Do You Have A Business Resume?

Do You Have a business resume?

I have an incessant habit of cleaning before the New Year. I can’t stand bringing junk and disorganization into something that feels to fresh, clean and opportunistic as a New Year. Being off for a few days over the November holiday, allowed me to start digging through piles, filing the trash bin and finding old memories. What a good feeling it is to purge the stuff I don’t need and reconnect with my past memories. This year, I came across something I hadn’t seen in many years; my resume.

Looking at it in all its glory took me back to a much simpler time in life. Before houses and business’s, babies and investment portfolios, there was a time that nothing mattered more than what this two page document looked like. Always making sure it was current, fresh and filled with just the right representation of me, took time. I engaged with activities that represented leadership and jobs that took creativity. I worked diligently to achieve my college degrees and worked feverishly to never have gaps in employment that would cause for unnecessary questions from future employers. One could say I took this document all too seriously or seriously just right. In a sea of employees, all seeking out the same opportunities I was, creating a strategic resume was key to standing out.

20 years later and I find myself doing the same thing. Owning my own business has been a dream filled with hard work, relentless activities and finding opportunities to evolve. It has been researching new service lines, doing market analysis of client preferences, hiring staff and partnering with strategic alliances. It is meeting people, finding a brand and building systems that allow it to run seamlessly. Over time, I have had success and failures. Finding more success and fewer failures, has allowed the business to grow beyond me, beyond its employees and into a stratosphere in which it now satiates itself.

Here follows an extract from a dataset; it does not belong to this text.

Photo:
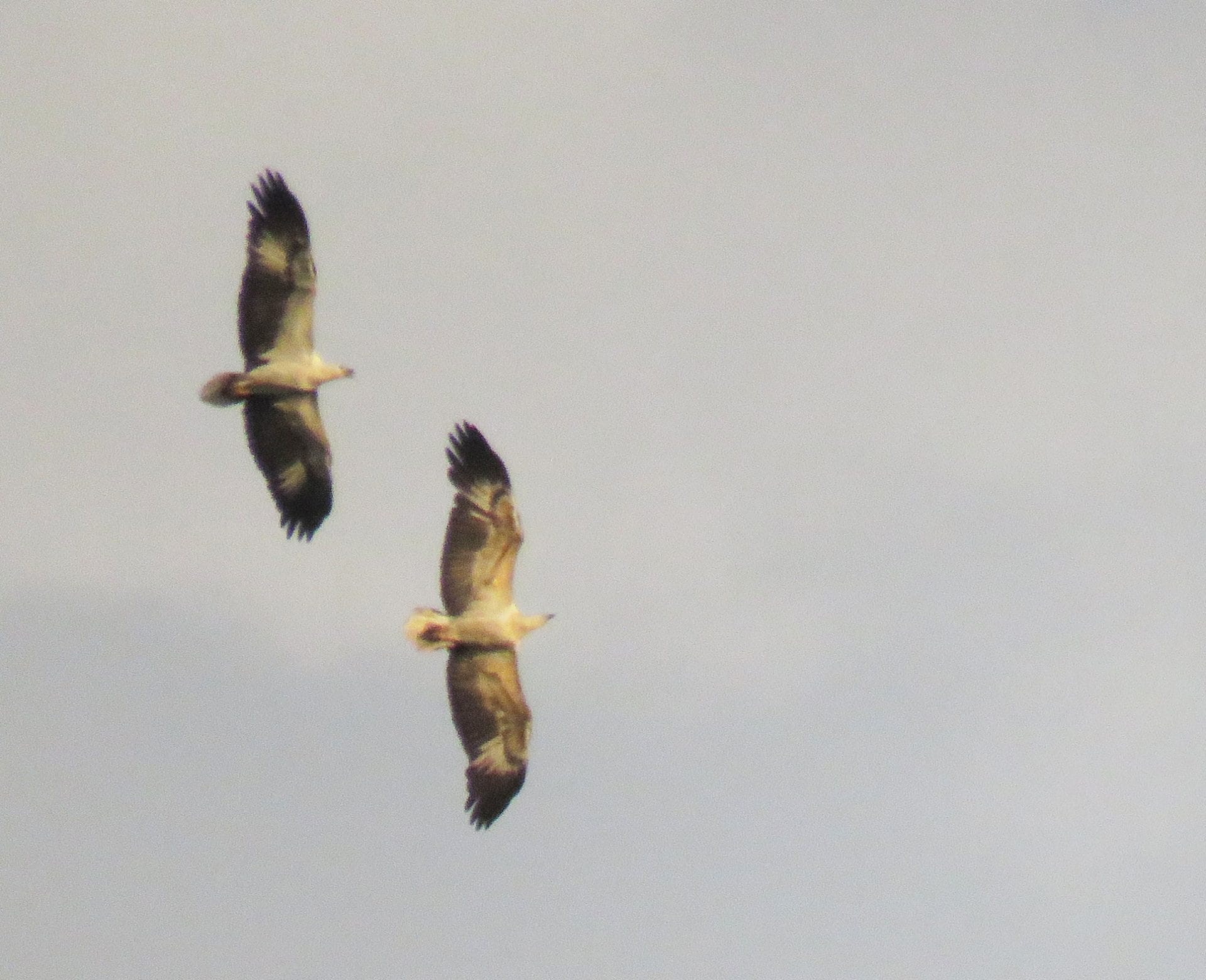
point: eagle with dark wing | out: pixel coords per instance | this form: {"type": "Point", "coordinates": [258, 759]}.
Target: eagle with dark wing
{"type": "Point", "coordinates": [482, 626]}
{"type": "Point", "coordinates": [281, 374]}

My business has a resume the biggest of leaders of the world would covet.

Your business is no different than your working self. It has a brand and reputation that has to be developed, nurtured and protected. It has needs, such as financing opportunities, acquiring staff, finding lending options and building strategic partnerships that depends on its resume. Have you been as concerned with that as you need to be?

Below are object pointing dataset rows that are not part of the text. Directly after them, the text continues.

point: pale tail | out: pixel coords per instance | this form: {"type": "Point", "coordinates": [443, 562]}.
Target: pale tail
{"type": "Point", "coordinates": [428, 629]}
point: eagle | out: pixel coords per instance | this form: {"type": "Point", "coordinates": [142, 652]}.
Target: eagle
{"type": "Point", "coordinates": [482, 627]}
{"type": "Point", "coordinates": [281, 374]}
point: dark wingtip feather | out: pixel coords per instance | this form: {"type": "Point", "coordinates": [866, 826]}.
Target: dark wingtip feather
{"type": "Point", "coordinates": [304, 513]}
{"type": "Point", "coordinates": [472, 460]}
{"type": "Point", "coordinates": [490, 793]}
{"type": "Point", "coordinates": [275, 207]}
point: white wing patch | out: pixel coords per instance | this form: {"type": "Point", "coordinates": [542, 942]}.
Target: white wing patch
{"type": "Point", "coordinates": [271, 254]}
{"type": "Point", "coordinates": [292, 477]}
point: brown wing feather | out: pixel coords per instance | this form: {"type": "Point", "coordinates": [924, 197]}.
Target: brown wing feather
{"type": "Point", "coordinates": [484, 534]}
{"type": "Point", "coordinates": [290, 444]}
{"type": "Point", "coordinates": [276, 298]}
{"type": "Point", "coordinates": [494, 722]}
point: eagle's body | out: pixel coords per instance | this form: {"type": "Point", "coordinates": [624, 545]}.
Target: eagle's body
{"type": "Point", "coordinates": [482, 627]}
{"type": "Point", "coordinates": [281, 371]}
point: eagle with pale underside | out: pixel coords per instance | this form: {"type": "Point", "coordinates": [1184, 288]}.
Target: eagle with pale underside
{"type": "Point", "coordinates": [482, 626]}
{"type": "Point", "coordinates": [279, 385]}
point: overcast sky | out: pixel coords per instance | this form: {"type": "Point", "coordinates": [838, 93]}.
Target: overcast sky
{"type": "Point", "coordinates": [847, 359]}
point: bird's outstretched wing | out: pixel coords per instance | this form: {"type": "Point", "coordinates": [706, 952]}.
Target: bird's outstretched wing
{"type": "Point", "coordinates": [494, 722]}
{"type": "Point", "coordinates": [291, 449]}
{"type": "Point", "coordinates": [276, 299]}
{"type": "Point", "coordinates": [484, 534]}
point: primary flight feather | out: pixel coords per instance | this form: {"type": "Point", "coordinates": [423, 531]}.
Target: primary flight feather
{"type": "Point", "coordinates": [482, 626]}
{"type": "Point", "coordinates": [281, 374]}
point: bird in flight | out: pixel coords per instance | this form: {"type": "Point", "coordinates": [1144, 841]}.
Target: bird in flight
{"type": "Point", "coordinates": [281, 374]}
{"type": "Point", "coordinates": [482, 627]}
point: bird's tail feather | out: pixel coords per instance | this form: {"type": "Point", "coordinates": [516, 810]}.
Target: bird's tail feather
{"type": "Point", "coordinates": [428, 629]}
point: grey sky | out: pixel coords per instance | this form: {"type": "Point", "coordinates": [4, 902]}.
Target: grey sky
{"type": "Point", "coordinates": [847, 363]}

Being a leader isn’t easy. You make daily decisions that could attribute to a valuable resume or one that you don’t want to show your closest of confidants. Are you leaving these decisions up to chance or using key strategic documents that ensure you stay on course?

Vision: When I ask business owners what their vision is, most can ramble on about it, that over the course of time, I can pull out the viable pieces that give me a picture of what they are trying to create. It shouldn’t be that hard. It should be easy to sit down, read a vision, declare the pieces and parts and implementation follows easily. It should be quick and simple and not just for your listeners, but for you. When making life or death decisions that could impact your business resume, it should be easy to reach for a document that reminds you, even its creator, what you are creating.

Brand Commitment: If you don’t stand for something, you will become everything. It is easy to spot a lost employee from their resume; you know, those ones that have done something in every industry possible. The employee that has tried everything, found success in nothing. Bounced from here to their, only to continue looking for who they are. Don’t let your business have no heart, which is exactly what will occur if you don’t find your brand and commit to it. Having a seamless story represented on your business resume, will give partners and lenders confidence that you are clear on who you are..and not. Making a commitment to this will lead to synonymous decisions that build experiences in a general theme. I love the story of Tom’s Shoes. There is a business that found their brand commitment, stuck to it and continues to this day making decisions that stay consistent with it. Never wavering from it, has allowed the decisions and opportunities to build the reputation its founder desired from day one.

Annual Plan: Knowing where you want to ultimately arrive, does not tell you how to do it. An annual plan is your day to day plan for what you should do and by when, that will lead you to achieving your vision. It will also ensure you stay on course, in a sea of opportunities that could build your resume or confuse it. A business that makes intentional decisions is one that people want to attach themselves too, invest in and help develop. Creating an annual plan ensures that the yearly actions and implementation is organized strategically, taking advantage of the right opportunities in the right years.

Financial Reports: Truth be told, numbers can make me bonkers. I am one of those people that has a really killer story for every number imaginable. I can’t stand having a singular thing, such a number, represent a story of words that creates a better understanding of truly what is going on; the good or ugly. Whether we like them, loathe them or avoid them all together, numbers are a part of business that is not going away. Proper financial forecasting, reports and audits will ensure that your numbers represent the story you want them to tell on your resume.

 

I want my business to live with me or without, beyond me and with someone else; which is only achievable by creating it as something outside of me. Having a resume that deeply represents its strengths and successes, its triumphs and partnerships will do just that.